L’Index non è un catalogo, ma un osservatorio, una mappa del pensiero che lega forme, materiali e progetti alla vita quotidiana, al benessere delle persone, alla salute, all’accessibilità. Ora un Centro Studi collega il design ai dati economici, culturali e sociali, trasformando l’osservazione in comprensione e offrendo strumenti concreti per scuole, istituzioni e imprese. I progetti parlano di territori e di comunità, di ricerca e produzione responsabile, di ironia e immaginazione. Come il dispositivo che trasforma le frequenze delle pannocchie in musica ambient, nato al Politecnico di Torino: creatività, gioco, ricerca. Tra i protagonisti: radiatori modulabili che diventano poesia visiva, divani che raccontano la leggerezza dello spazio, cesti e lampade che si piegano ai tessuti. Tavoli ispirati ai videoregistratori analogici, sedie che reinventano la memoria, poltrone che riportano Gio Ponti nel presente.
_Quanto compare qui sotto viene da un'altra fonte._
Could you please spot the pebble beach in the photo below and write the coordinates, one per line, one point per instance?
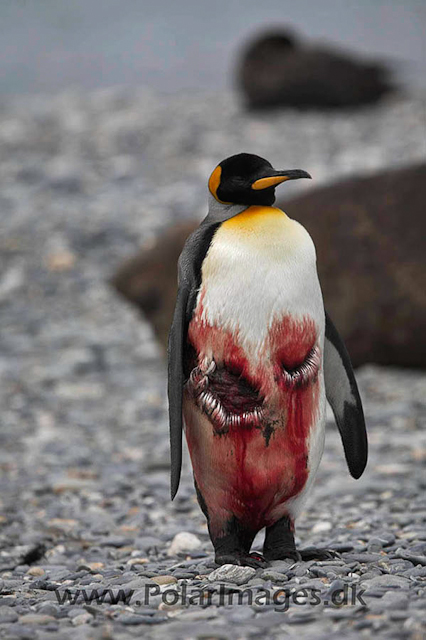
(86, 178)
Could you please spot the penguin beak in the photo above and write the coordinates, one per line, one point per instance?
(277, 177)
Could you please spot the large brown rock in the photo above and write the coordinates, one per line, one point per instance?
(275, 69)
(370, 235)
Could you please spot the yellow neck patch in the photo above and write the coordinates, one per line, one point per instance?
(257, 219)
(214, 182)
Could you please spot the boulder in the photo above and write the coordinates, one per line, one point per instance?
(275, 69)
(370, 235)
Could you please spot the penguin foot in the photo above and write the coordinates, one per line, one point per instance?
(304, 555)
(255, 560)
(283, 553)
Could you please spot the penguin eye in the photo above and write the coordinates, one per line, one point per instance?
(303, 373)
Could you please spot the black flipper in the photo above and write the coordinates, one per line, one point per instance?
(342, 393)
(190, 263)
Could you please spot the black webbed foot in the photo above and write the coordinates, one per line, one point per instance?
(254, 560)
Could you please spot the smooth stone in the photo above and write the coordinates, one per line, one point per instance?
(232, 573)
(274, 576)
(36, 618)
(76, 611)
(7, 614)
(407, 555)
(82, 618)
(50, 609)
(164, 580)
(184, 541)
(322, 527)
(387, 580)
(35, 571)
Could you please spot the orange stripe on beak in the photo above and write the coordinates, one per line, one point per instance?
(264, 183)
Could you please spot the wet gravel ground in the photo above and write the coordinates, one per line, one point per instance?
(84, 494)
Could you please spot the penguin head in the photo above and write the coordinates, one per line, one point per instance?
(249, 180)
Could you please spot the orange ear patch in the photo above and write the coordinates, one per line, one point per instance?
(264, 183)
(214, 181)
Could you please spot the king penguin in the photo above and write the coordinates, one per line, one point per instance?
(253, 356)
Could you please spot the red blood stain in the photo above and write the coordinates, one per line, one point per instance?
(250, 472)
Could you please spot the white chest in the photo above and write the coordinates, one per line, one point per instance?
(260, 267)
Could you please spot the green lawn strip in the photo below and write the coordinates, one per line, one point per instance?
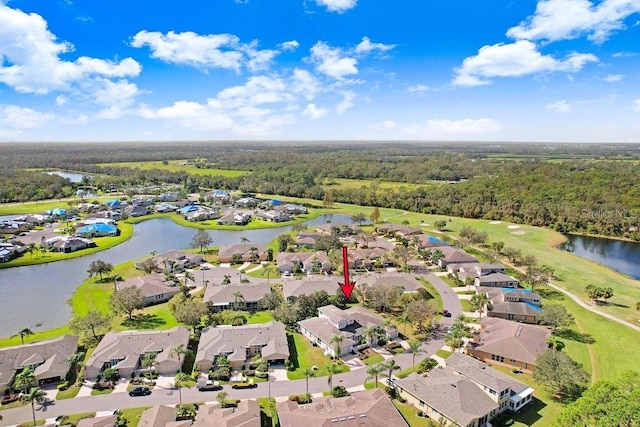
(102, 243)
(304, 355)
(409, 414)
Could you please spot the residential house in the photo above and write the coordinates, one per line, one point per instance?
(124, 351)
(310, 262)
(235, 218)
(155, 288)
(245, 414)
(466, 392)
(510, 344)
(223, 297)
(350, 324)
(239, 344)
(371, 408)
(520, 305)
(249, 252)
(49, 360)
(294, 288)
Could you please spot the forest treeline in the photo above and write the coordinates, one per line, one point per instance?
(570, 187)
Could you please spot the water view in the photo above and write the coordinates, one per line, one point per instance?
(37, 294)
(619, 255)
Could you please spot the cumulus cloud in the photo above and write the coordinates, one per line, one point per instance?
(15, 117)
(312, 111)
(561, 106)
(332, 61)
(570, 19)
(512, 60)
(32, 62)
(339, 6)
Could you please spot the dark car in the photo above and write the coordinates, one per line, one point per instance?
(139, 391)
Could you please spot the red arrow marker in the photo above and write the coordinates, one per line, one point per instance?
(348, 285)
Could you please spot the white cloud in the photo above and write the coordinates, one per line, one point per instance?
(289, 45)
(32, 57)
(513, 60)
(347, 101)
(312, 111)
(365, 46)
(561, 106)
(613, 78)
(417, 88)
(330, 61)
(569, 19)
(15, 117)
(339, 6)
(461, 128)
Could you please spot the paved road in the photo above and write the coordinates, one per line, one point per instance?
(352, 379)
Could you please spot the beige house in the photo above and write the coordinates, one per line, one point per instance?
(124, 351)
(49, 360)
(241, 343)
(466, 392)
(371, 408)
(508, 343)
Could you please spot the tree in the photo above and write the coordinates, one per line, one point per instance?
(23, 333)
(126, 301)
(607, 402)
(201, 240)
(33, 396)
(555, 315)
(99, 267)
(373, 372)
(560, 374)
(222, 398)
(414, 348)
(337, 340)
(479, 302)
(180, 351)
(306, 373)
(331, 369)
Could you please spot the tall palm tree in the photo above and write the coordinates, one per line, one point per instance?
(33, 396)
(414, 348)
(179, 381)
(332, 369)
(179, 350)
(23, 333)
(337, 340)
(308, 372)
(373, 372)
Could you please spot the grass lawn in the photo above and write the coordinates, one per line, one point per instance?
(304, 355)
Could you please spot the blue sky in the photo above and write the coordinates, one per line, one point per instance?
(491, 70)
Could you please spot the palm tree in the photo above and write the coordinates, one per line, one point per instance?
(308, 372)
(337, 340)
(23, 333)
(179, 381)
(35, 395)
(179, 351)
(332, 369)
(373, 372)
(414, 348)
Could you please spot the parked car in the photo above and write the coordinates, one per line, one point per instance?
(210, 386)
(245, 385)
(139, 391)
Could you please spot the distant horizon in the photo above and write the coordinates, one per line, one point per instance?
(330, 70)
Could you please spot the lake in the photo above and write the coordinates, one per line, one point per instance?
(619, 255)
(37, 294)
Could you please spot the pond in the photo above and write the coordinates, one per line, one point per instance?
(37, 294)
(619, 255)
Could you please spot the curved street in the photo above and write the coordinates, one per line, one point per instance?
(352, 380)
Occhiali, strumenti chirurgici, lampade che giocano con la luce come con le regole del tsumiki giapponese. La mostra parte da Milano, all’Adi Design Museum, durante il Salone del Mobile, e poi diventa itinerante: Agrigento nel 2025, L’Aquila nel 2026, Pordenone nel 2027. Un percorso che intreccia città, musei e territori, tessendo una rete nazionale di cultura del progetto. In parallelo, una mostra dedicata al Compasso d’Oro accompagna la cerimonia di premiazione a Milano e l’esposizione al Maxxi di Roma. Tutti i progetti selezionati dall’Index diventano così candidati al Compasso d’Oro 2026, il riconoscimento che celebra l’eccellenza del design italiano nel mondo. Questi progetti non cercano definizioni univoche, ma armonia tra diversità e coerenza. Mettono al centro le persone, trasformano ricerca in valore, radicano le idee nel mondo e le aprono all’incontro globale. Industria e umanesimo, impresa e conoscenza si intrecciano come fili invisibili, tracciando il futuro. Osservare, capire, costruire: l’Index 2025 continua la storia di un design che sa trasformare l’utile in poesia.